- Directed by: Terry McMahon
- Written by: Terry McMahon
- Produced by: Terry McMahon
- Starring: Emmett J. Scanlan; Damien Hannaway; Leigh Arnold;
- Cinematography: Eoin Macken
- Edited by: Tony Kearns
- Music by: Marc-Ivan O'Gorman
- Release dates: March 14, 2011 (SXSW); May 11, 2012 (Ireland);
- Running time: 94 mins.
- Country: Ireland
- Language: English

= Charlie Casanova =

2011 Irish film

Charlie Casanova is a 2011 Irish crime drama film, written, directed, and produced by Terry McMahon. It stars Emmett J. Scanlan, Damien Hannaway, and Leigh Arnold. It premiered at South by Southwest in 2011, before a later release in Ireland and the UK in 2012.

==Synopsis==
After killing a working-class girl in a hit-and-run, a wealthy sociopath uses a deck of playing cards to determine his fate.

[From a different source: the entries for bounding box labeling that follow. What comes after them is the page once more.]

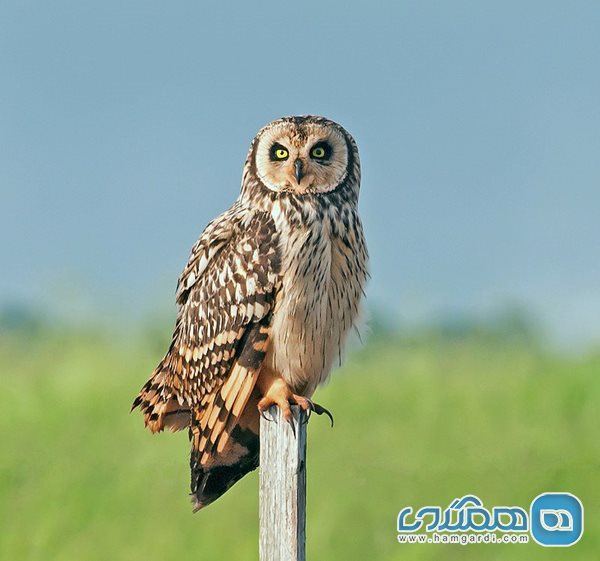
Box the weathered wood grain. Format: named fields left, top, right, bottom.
left=259, top=407, right=307, bottom=561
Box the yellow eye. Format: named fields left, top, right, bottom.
left=311, top=146, right=325, bottom=159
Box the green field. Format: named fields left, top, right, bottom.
left=0, top=326, right=600, bottom=561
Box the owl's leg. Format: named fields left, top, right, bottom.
left=256, top=367, right=333, bottom=426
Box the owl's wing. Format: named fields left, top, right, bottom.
left=133, top=205, right=279, bottom=438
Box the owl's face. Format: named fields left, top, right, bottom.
left=254, top=117, right=350, bottom=194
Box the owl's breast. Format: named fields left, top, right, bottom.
left=267, top=206, right=366, bottom=396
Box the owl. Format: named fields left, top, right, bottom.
left=132, top=116, right=368, bottom=511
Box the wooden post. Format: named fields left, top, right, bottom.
left=259, top=406, right=307, bottom=561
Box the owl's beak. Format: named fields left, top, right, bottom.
left=294, top=160, right=304, bottom=185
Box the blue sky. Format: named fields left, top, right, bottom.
left=0, top=1, right=600, bottom=344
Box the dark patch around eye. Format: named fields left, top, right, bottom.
left=269, top=142, right=290, bottom=162
left=310, top=140, right=333, bottom=160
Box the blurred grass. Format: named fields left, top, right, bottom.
left=0, top=326, right=600, bottom=561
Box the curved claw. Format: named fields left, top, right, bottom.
left=311, top=401, right=333, bottom=428
left=260, top=409, right=273, bottom=423
left=287, top=417, right=296, bottom=438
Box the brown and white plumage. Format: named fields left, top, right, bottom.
left=134, top=117, right=367, bottom=509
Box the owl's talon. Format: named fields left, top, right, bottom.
left=259, top=409, right=273, bottom=423
left=311, top=402, right=333, bottom=428
left=287, top=417, right=296, bottom=438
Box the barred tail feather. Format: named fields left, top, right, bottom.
left=131, top=363, right=190, bottom=432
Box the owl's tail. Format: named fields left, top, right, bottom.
left=131, top=359, right=190, bottom=432
left=190, top=384, right=260, bottom=512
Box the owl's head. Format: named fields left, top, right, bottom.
left=248, top=116, right=359, bottom=195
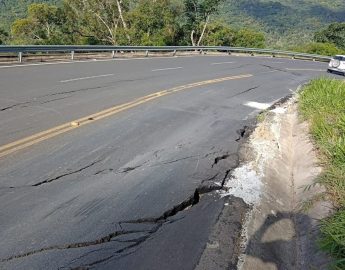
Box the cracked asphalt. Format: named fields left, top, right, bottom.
left=0, top=53, right=327, bottom=270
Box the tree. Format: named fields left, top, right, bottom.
left=128, top=0, right=183, bottom=45
left=65, top=0, right=131, bottom=45
left=234, top=28, right=265, bottom=48
left=203, top=22, right=237, bottom=46
left=11, top=4, right=62, bottom=44
left=184, top=0, right=223, bottom=46
left=314, top=22, right=345, bottom=49
left=0, top=28, right=8, bottom=45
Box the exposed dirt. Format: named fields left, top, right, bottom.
left=234, top=98, right=330, bottom=270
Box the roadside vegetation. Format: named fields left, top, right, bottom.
left=299, top=78, right=345, bottom=270
left=0, top=0, right=345, bottom=56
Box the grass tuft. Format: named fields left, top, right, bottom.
left=299, top=78, right=345, bottom=270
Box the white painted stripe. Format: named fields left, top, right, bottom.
left=60, top=74, right=114, bottom=83
left=151, top=67, right=183, bottom=72
left=243, top=101, right=271, bottom=110
left=211, top=62, right=236, bottom=66
left=286, top=68, right=326, bottom=71
left=0, top=55, right=180, bottom=69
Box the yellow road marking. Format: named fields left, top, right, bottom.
left=0, top=74, right=253, bottom=158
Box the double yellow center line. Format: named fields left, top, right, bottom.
left=0, top=74, right=253, bottom=158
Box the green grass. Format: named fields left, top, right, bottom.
left=299, top=78, right=345, bottom=270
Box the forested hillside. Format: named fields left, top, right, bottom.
left=221, top=0, right=345, bottom=46
left=0, top=0, right=345, bottom=48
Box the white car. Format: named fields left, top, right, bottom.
left=327, top=55, right=345, bottom=76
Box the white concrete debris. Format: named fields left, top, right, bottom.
left=221, top=164, right=262, bottom=204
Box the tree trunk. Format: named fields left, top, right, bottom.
left=198, top=15, right=210, bottom=46
left=190, top=30, right=196, bottom=47
left=116, top=0, right=131, bottom=43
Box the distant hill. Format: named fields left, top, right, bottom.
left=0, top=0, right=345, bottom=47
left=220, top=0, right=345, bottom=47
left=0, top=0, right=61, bottom=30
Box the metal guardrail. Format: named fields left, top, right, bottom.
left=0, top=45, right=331, bottom=63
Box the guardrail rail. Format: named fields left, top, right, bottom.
left=0, top=45, right=331, bottom=63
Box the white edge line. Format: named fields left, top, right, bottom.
left=211, top=62, right=236, bottom=66
left=0, top=55, right=183, bottom=69
left=286, top=68, right=326, bottom=72
left=151, top=67, right=183, bottom=72
left=0, top=55, right=224, bottom=69
left=60, top=74, right=114, bottom=83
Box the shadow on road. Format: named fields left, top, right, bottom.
left=244, top=212, right=327, bottom=270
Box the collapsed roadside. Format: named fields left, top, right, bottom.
left=222, top=79, right=345, bottom=270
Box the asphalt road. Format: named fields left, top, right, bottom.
left=0, top=56, right=327, bottom=270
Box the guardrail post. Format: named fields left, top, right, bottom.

He subsequently destroys the lives of those around him.

==Reception==
 The film received overwhelmingly negative reviews from critics.

Nevertheless, Kevin Matthews of Flick Feast said Emmett J. Scanlan gives "a superb performance". Adam Woodward of Little White Lies rated it 3/5 stars, but cautioned "it's a trip you'll be reluctant to take twice".

Peter Bradshaw of The Guardian rated it 1/5 stars, chastising the titular character as being "unbearably and unintentionally obnoxious", and that instead of "devilish charm…he is just a tiresome prat". Donald Clarke of The Irish Times complained that Terry McMahon's screenplay is "relentlessly one-note and indigestibly overwritten". Allan Hunter of the Daily Express called the lead character "a loathsome psychopath". Andrew Barker of Variety referred to it as "a punishing experience".

Russell Cook of Cinevue, who rated it 2/5 stars, excoriated the flick for a "plot lacking trajectory or an implausibly purposeless narrative". Trevor Johnston of Time Out rated it 1/5 stars, and summarized "Lots of attitude, little accomplishment." Neil Smith of Total Film dubbed it "a hard slog". And Film4 remarked "Sad, shallow, boring people doing unpleasant things".